The Shrine of the Five Stars would be an almost wholly unremarkable place of worship, were it not for a secret dating back to Solano's founding. The shrine follows the pattern of such buildings in towns all across the lands of the Spring Empire: a small, rectangular structure of whitewashed wood greying in the sun, oriented south with the altar parallel to the equator according to the best imperial calculations. The gallery containing the icons of the Five Stars looks down upon the altar, with the cone of the shrine's tall spire above pointing to the Heavens.

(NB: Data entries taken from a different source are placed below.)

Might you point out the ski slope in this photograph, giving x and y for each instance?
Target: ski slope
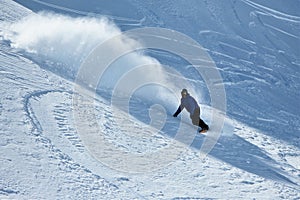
(111, 146)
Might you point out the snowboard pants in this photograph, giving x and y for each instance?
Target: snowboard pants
(197, 121)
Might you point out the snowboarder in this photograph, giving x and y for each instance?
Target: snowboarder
(190, 104)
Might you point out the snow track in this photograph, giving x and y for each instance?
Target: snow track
(43, 156)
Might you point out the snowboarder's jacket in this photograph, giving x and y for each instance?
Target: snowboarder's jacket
(189, 103)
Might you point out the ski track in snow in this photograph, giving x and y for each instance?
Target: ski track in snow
(43, 156)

Priestess Zhao lives in an austere one-room home near the shrine. The only concession she has made to her lifestyle after becoming magistrate is the simple canvas awning erected at the front of her home to provide shelter from the sun and rain to those who wait outside on petition days.

Few in Solano - even those of your grandmother's and grandfather's generation - recall what lies bound and sealed beneath the altar of the shrine. When the first shaft of the mine was driven into the walls of the canyon, evil spirits were released from the earth; this was expected, and the usual imperial priests were on hand to deal with them. What no-one foresaw was the much greater terror that would emerge from the depths more than a month later, a terror that was only defeated after the loss of eleven lives.

Plans to build the town shrine on the rim of the gulch were quickly abandoned, and the new location chosen so the altar would sit atop the terror's prison. Priestess Zhao and a few descendants of the men and women who put the terror down in the earth are the only people who know what lies beneath the shrine now; even as obedience to the Virtuous Way falters in this uncertain time, they remain the core of the faithful, renewing with their observances the power that keeps the terror locked away below.